O repórter José Carlos Moraes, o Tico-Tico, foi escalado para cobrir direto de Roma a entronização do Papa João XXIII em 4 de novembro de 1958. Obcecado pelos furos de reportagem, Tico-Tico queria a todo custo beijar a mão do novo papa, resolveu correr no meio do corredor da Catedral de São Pedro e ajoelhou-se perante Vossa Santidade conseguindo tal feito diante das câmeras.

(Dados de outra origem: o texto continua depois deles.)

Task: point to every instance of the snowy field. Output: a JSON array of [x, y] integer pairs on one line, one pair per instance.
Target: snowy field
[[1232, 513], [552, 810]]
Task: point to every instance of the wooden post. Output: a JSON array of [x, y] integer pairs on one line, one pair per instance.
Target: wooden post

Para o saudoso jornalista Fernando Barbosa Lima, a edição do Jornal de Vanguarda de 1º de abril de 1964 foi histórica. A TV Excelsior, que apresentava o programa, havia, na véspera, retirado todos os telejornais do ar por causa da instalação do Golpe Militar no Brasil, cuja notícia foi dada através de uma simples filmagem externa com som ambiente, procedimento pouco comum na época, e sem locução: na Cinelândia, Rio de Janeiro, em frente ao Clube Militar, um garoto de 12 anos foi assassinado com um tiro na cabeça por um soldado após gritar o apelido do presidente deposto João Goulart: Jango! Jango! Jango!
Em 24 de agosto de 1961, o então governador do antigo estado da Guanabara Carlos Lacerda comprou um espaço no horário nobre da TV Tupi do Rio de Janeiro e, ao invés de anunciar em detalhes um novo imposto estadual, como ele próprio havia esclarecido, denunciou ao vivo em uma cadeia de rádio e televisão, uma tentativa de golpe que estaria sendo planejada pelo presidente Jânio Quadros, visando a instauração de uma nova ditadura no Brasil. O pronunciamento, que não foi gravado, levou a renúncia de Jânio no dia seguinte.

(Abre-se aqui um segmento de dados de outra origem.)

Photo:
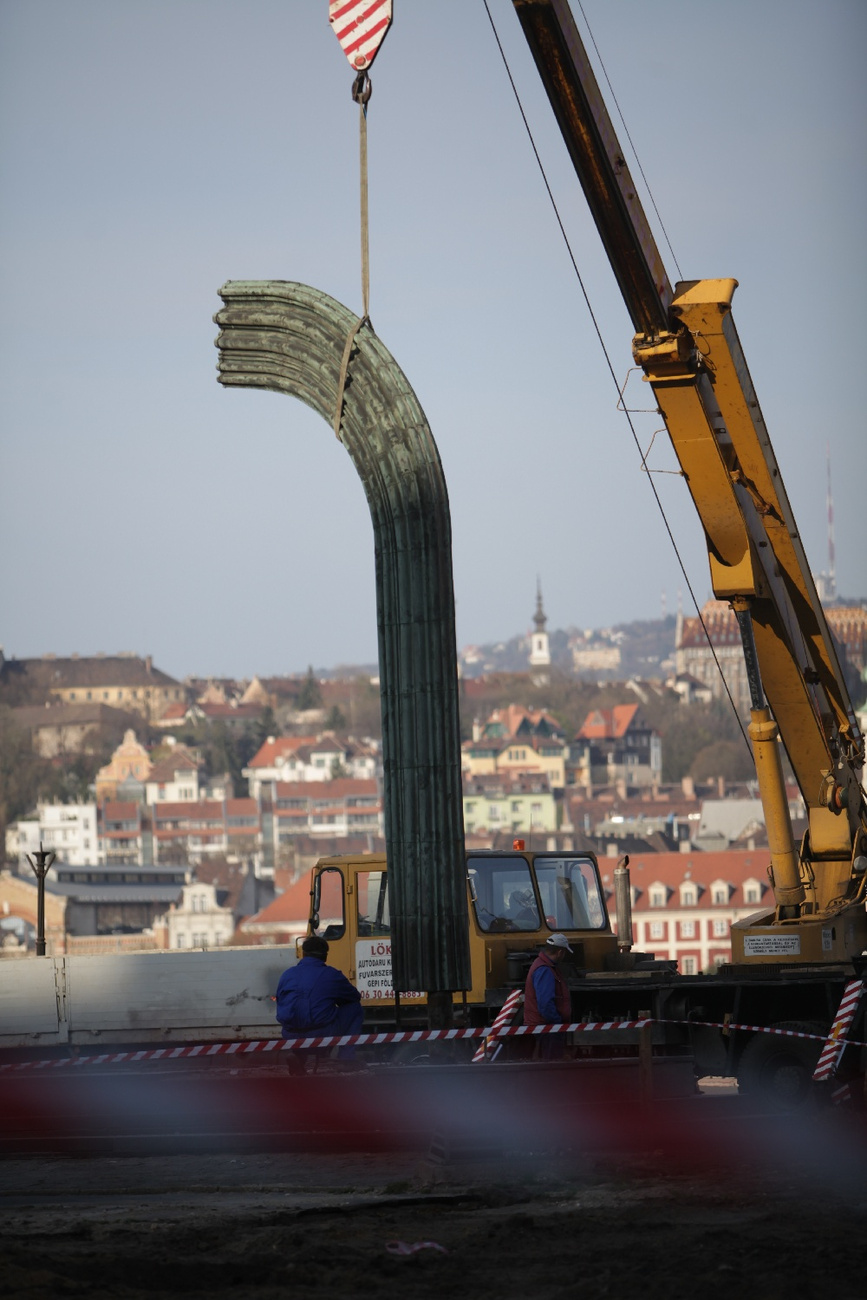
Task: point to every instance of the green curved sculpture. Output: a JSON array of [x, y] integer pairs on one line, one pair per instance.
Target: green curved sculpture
[[291, 338]]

Em 1961, a TV Rio enviou Flávio Cavalcanti, Murillo Neri e Rubens Medina para Washington, Estados Unidos, para uma tarefa difícil até para a imprensa norte-americana: convencer os agentes da FBI para fazer uma entrevista exclusiva com o então presidente John Kennedy direto da Casa Branca. Eles conseguiram e o histórico furo de reportagem foi exibido no programa Noite de Gala. Ao final da conversa, JFK comentou com Flávio: Imagino o que faria se falasse inglês.